Lompatan AI Iran dan Pelajaran Penting bagi Indonesia

Ahlulbait Indonesia, 10 Desember 2025 — Percepatan pengembangan kecerdasan buatan di Iran, seperti dilaporkan The Times of Israel, seharusnya menjadi alarm keras bagi Indonesia. Negara yang selama bertahun-tahun terjerat sanksi internasional itu justru melesat dalam membangun ekosistem AI nasional. Yang menarik bukan teknologinya, tetapi keberanian politiknya, bahwa Iran tidak menunggu akses dari luar tetapi mereka membangunnya sendiri. Tidak meminta ruang, mereka menciptakan ruangnya.

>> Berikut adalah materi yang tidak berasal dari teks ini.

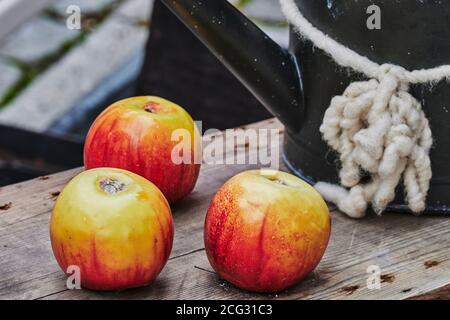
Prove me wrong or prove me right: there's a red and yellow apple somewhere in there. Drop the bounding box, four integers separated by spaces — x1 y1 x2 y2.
50 168 174 290
84 96 201 203
204 170 330 292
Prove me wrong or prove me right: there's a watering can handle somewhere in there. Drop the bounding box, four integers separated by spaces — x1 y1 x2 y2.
161 0 303 132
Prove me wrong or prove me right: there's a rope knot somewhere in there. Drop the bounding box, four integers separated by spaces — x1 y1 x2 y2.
376 63 409 91
319 72 432 218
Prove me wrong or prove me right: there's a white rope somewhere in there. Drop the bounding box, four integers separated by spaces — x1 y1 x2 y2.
280 0 442 218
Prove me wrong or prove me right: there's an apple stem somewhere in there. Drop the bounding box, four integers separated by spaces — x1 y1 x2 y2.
272 179 287 186
100 178 126 195
144 102 159 113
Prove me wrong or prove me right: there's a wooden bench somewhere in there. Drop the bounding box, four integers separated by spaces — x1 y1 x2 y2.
0 119 450 299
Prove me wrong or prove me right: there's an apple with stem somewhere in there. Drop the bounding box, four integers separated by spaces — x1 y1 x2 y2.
84 96 201 203
204 170 330 293
50 168 174 291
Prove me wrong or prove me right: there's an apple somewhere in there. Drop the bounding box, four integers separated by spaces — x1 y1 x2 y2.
204 170 330 293
84 96 201 203
50 168 174 291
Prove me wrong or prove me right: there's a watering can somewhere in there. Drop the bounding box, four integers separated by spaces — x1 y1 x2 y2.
161 0 450 215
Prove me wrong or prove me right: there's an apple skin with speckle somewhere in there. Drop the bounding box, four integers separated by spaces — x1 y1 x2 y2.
204 170 331 293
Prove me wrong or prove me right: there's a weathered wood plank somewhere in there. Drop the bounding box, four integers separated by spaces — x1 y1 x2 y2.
0 120 450 299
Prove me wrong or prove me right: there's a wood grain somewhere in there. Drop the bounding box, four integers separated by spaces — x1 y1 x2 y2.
0 120 450 299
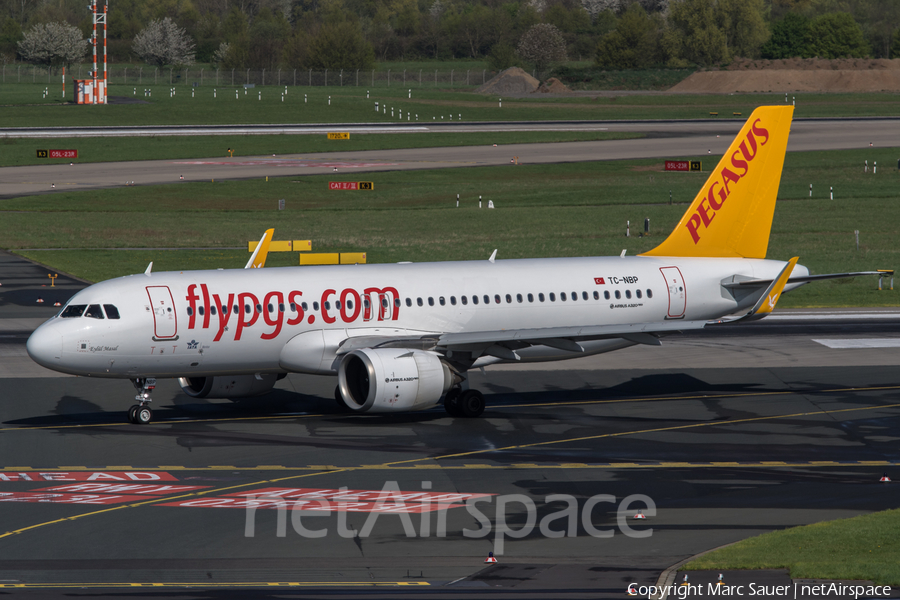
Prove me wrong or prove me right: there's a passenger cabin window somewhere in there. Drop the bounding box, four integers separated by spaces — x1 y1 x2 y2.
59 304 87 319
84 304 103 319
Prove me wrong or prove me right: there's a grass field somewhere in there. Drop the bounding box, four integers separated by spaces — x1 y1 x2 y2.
0 131 643 167
0 84 900 127
684 510 900 586
7 149 900 306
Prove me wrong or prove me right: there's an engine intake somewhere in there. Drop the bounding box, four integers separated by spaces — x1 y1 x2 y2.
338 348 453 412
178 373 284 398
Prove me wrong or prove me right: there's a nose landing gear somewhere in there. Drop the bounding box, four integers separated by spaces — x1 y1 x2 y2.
128 377 156 425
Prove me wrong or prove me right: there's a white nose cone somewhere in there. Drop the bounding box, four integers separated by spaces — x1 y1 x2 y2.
25 323 62 369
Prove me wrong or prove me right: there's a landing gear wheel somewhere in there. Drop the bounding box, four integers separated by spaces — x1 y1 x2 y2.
334 385 350 412
444 389 463 417
459 390 484 419
134 406 153 425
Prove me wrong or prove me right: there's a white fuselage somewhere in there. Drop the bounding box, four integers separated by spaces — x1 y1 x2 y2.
28 256 807 378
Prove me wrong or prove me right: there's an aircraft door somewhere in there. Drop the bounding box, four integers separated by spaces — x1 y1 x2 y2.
659 267 687 319
147 285 178 341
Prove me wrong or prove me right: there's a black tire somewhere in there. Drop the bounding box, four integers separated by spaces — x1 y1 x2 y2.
134 406 153 425
459 390 484 419
444 389 462 417
334 385 350 412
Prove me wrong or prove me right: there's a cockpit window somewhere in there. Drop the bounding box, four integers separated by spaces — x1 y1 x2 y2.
84 304 103 319
59 304 87 319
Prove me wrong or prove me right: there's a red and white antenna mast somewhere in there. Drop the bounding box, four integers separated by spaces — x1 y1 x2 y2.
90 0 109 104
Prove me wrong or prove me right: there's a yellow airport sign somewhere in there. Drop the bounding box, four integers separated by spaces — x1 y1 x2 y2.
341 252 366 265
300 252 340 265
247 240 312 252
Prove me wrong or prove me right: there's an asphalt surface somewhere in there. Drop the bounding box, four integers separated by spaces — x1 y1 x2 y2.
0 119 900 197
0 255 900 598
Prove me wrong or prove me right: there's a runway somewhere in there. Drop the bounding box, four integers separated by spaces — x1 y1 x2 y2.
0 252 900 598
0 119 897 197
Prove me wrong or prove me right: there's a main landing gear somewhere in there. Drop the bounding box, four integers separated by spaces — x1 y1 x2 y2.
128 377 156 425
444 388 484 418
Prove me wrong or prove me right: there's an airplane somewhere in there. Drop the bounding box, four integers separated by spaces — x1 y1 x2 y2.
27 106 884 424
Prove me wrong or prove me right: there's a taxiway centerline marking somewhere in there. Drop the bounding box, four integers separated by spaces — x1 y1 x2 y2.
0 459 900 472
0 403 900 539
0 581 431 589
0 385 900 431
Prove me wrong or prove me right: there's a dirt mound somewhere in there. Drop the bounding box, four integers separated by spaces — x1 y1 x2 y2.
669 59 900 94
475 67 541 94
536 77 572 94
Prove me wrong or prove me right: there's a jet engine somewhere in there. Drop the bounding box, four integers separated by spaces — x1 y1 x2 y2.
178 373 285 398
338 348 453 412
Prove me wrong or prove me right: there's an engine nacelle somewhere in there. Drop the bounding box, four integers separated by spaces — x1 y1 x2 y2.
338 348 453 412
178 373 284 398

Indonesia, yang memiliki kondisi jauh lebih menguntungkan, justru berjalan lambat.

Kedaulatan Teknologi Bisa Dicapai Negara Mana Pun

Terisolasi secara ekonomi dan politik, Iran tetap mampu menyatukan pemerintah, lembaga riset, dan militer untuk membentuk infrastruktur AI nasional. Mereka menerbitkan dokumen strategis, membentuk lembaga khusus, dan mengembangkan aplikasi dari medis hingga sistem pertahanan. Keberhasilan ini bukan pujian terhadap model politik Iran, perbandingan ini semata-mata menunjukkan satu hal bahwa keputusan strategis yang tegas dapat mempercepat pembangunan teknologi, bahkan dalam keterbatasan.

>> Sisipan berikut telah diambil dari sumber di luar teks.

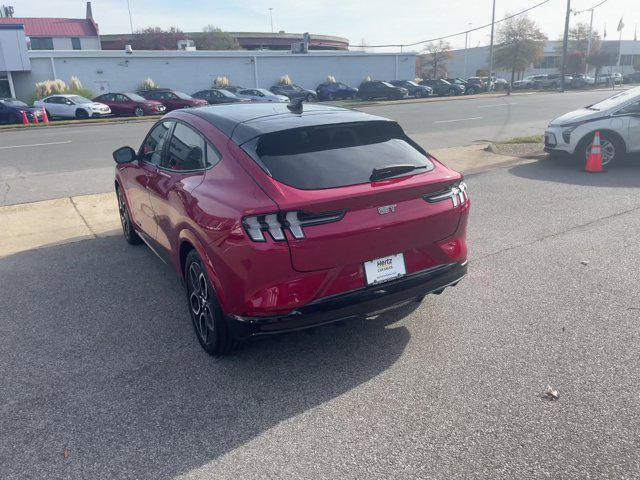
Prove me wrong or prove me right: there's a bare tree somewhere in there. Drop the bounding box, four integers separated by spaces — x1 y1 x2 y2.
423 40 452 78
493 14 547 85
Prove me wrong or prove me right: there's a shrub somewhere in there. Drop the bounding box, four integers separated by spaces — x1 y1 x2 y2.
137 77 158 92
279 75 293 85
213 75 231 88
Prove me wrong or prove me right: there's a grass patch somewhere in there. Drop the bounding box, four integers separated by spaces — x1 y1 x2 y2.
496 135 543 145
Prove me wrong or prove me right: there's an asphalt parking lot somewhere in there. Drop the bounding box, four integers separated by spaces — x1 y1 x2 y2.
0 91 612 206
0 155 640 479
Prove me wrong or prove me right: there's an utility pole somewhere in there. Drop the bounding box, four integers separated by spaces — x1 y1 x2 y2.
127 0 133 35
560 0 571 92
489 0 496 91
462 23 471 79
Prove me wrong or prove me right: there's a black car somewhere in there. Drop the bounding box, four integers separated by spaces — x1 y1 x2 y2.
422 78 465 96
269 83 318 102
191 88 249 105
389 80 433 98
220 85 247 95
316 82 358 100
0 98 43 124
446 77 482 95
358 80 409 100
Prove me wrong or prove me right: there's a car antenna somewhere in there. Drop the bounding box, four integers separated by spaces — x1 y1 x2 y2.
287 98 304 115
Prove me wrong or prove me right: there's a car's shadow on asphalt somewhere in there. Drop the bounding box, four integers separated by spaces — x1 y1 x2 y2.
0 236 417 479
509 155 640 188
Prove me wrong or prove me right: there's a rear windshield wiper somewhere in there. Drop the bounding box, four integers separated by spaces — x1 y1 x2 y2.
369 164 428 182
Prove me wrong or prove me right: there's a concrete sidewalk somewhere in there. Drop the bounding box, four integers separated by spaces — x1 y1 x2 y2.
0 144 522 257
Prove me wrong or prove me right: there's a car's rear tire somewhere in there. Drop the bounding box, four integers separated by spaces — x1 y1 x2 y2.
116 187 142 245
576 133 626 168
184 250 237 355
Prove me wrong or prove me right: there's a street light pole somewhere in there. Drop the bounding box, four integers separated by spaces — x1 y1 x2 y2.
489 0 496 91
560 0 571 92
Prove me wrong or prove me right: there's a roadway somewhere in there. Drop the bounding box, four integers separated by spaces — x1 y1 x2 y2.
0 156 640 480
0 91 624 205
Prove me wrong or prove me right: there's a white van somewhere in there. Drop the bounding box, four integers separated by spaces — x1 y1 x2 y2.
544 87 640 165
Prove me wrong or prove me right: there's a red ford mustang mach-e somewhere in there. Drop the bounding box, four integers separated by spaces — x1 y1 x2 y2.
113 103 470 355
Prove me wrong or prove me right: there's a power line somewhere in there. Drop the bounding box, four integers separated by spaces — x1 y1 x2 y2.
364 0 552 48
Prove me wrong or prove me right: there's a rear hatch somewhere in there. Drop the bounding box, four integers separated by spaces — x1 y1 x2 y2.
243 121 461 271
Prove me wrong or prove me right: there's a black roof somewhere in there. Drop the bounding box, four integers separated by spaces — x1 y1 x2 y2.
181 102 389 145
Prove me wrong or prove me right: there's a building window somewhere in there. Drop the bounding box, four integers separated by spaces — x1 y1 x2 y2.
534 56 560 68
31 37 53 50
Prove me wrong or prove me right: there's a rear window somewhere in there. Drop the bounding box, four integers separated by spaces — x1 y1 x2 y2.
244 121 433 190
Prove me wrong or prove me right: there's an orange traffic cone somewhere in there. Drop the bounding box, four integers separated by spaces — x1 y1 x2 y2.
585 132 602 173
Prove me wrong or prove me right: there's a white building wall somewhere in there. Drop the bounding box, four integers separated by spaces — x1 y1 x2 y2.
14 50 415 99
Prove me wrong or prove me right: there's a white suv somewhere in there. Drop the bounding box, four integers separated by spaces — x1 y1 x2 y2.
544 87 640 165
33 95 111 118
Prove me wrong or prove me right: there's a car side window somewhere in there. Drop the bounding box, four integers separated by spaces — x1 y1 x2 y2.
160 123 206 171
138 122 173 165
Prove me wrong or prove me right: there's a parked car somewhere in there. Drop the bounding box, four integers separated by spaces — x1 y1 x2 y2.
316 82 358 100
467 77 487 92
0 98 43 124
596 73 622 85
358 80 409 100
33 95 111 119
93 93 166 117
113 103 470 355
623 72 640 83
422 78 465 96
389 80 433 98
236 88 289 103
445 77 482 95
269 83 318 102
140 88 208 112
571 73 596 88
544 87 640 165
224 85 247 95
191 88 249 105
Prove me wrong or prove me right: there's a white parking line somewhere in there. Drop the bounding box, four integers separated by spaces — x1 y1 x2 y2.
433 117 482 123
0 140 71 150
478 103 517 108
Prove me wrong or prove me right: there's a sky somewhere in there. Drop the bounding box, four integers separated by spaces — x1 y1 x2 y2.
12 0 640 51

Ini kontras dengan Indonesia, yang memiliki populasi 278 juta jiwa dan salah satu pasar digital terbesar di dunia, tetapi belum menempatkan AI pada level prioritas geopolitik.

Indonesia Terjebak dalam Ketergantungan Teknologi

Fakta-faktanya jelas.

1. Hampir seluruh layanan AI yang digunakan di Indonesia berbasis infrastruktur asing.
2. Tidak ada model bahasa nasional berskala besar yang dikembangkan negara.
3. Kebocoran data terjadi berulang, lebih dari 81 juta data BPJS bocor pada 2021, disusul berbagai insiden besar lainnya.
4. Roadmap AI 2045 ada, tetapi implementasinya tersendat dan tampak seremonial.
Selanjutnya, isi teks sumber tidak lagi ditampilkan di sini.